Fine. “Are you certain that the portal pathways will be safe for us?”

“We are aware of how they accomplished their attack.”

Kaylin wanted to shriek. “Can they do it again?”

It was Sedarias who answered. “Not immediately and not without Alsanis’s cooperation. He is aware of the avenue of attack used, and he has come up with an effective counter to it.”

“They didn’t have his cooperation the first time,” Kaylin quite reasonably pointed out. “Look—from what I saw, they were carrying Shadow. Both of them. They didn’t enter through the front doors, but they were standing at the heart of his power. How could he not have noticed that?”

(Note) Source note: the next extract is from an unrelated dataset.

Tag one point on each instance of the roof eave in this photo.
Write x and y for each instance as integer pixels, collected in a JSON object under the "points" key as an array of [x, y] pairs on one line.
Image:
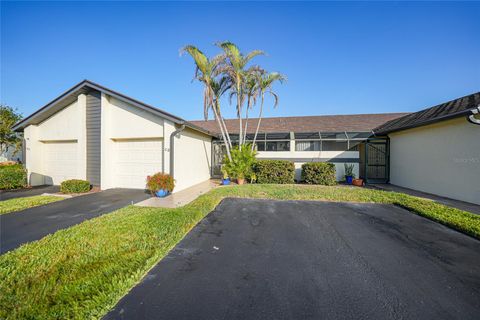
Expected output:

“Why don’t you ask him?” Sedarias said, throwing her hands up in frustration.

“She has,” Alsanis replied. “I have chosen not to answer.”

The cohort fell silent. Kaylin glanced at Bellusdeo and Terrano; Terrano was watching his friends as if, by strength of will alone, he could join what was obviously their discussion.

Kaylin then stared at the Hallionne’s Avatar.

“It is best, Lord Kaylin, that you engage in discussions of this nature with care. Were you Barrani, it would be less unsafe, but your expressions give much away, even when your words do not. I do not mistrust your intent,” Alsanis added, “but I have misgivings about your abilities.”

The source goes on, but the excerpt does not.